Is everyone having fun/are we excelling?

If everyone's having fun, that's good. Sometimes GMs get burned out and don't want to GM, which means everyone's not having fun. Sometimes one or more of the GMs suck, in which case everyone's not having fun. Sometimes someone wants to GM but they are getting told "no, this other person is the GM," in which case they're not having fun. These factors vary from group to group and vary over time within the group, so you need to know how much people are enjoying the game(s) and their role(s). Talk about it.

But "are we having fun right this minute" isn't the only gauge...

Are we planning for the future; is our group healthy?

Having one GM, like just having one pitcher, can be a problem when that one GM leaves/graduates/has a falling out/burns out/gets married/etc. You want a deeper roster. So in many cases, you will want to let the person who's not your "best" GM do the job so that they get better. You will want to let valued members GM, even if they're not the best, because they are happy and will stay with the group if they get to GM once in a blue moon.

You have to plan for long term happiness, too.

GM Rotation Example

In my old gaming group in Memphis, TN, we had me as primary GM for years and one other guy who GMed some. When D&D 3e came out we all bought the books and I bought the first crop of 6 adventures that came out (mostly third party - hooray OGL!). I said, "I'll run the first one, but I'm as new to this game as anyone. I know some of you have GMed and some never have. But what do you all think about everyone taking a turn GMing in this initial round?" They all agreed and so inside the same campaign with the same characters, we rotated GMing from adventure to adventure. Some folks had never GMed; others had. The experience was extremely positive for everyone.

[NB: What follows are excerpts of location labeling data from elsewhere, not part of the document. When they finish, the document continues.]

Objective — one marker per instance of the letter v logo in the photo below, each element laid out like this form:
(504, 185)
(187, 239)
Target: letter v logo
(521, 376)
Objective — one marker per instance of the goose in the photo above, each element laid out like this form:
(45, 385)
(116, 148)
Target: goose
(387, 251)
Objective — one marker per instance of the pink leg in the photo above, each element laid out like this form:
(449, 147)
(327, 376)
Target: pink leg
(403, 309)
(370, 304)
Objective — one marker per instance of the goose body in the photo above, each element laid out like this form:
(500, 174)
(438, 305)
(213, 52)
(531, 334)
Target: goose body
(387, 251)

  1. The people who had never GMed got additional appreciation for those who do. At least one guy was of the opinion that "GMing is easy" and had a bit of a sense of self-gratification about gaming; after he realized how much work goes into running a game he was a lot more appreciative of the GMs after that.

  2. The people who had never/seldom GMed got a chance to, and with at least one they decided they really had a taste for it and wanted to do it more.

  3. We learned from everyone. People would say to me "Oh, you're the best GM," but seeing all six of us back to back we realized everyone has strengths and weaknesses. One guy, he really was bad at a lot of the parts of GMing, and some parts of his adventure were painful I'll be honest, but he did NPC characterization great and kept the game momentum up way, way better than anyone else!

Once we had done that, we were very happy we had, and though some people went back to just being players, more chipped in to GM over time and even started side groups to run other campaigns; it helped turn the group into one gaming group into a network of related gaming groups. My group here in Austin is the same kind of way; nearly everyone GMs sometimes and as a result it's not one six person group, it's a group of maybe 4 or more loosely affiliated games. This provides a lot of flexibility in terms of player recruitment, game choice, etc.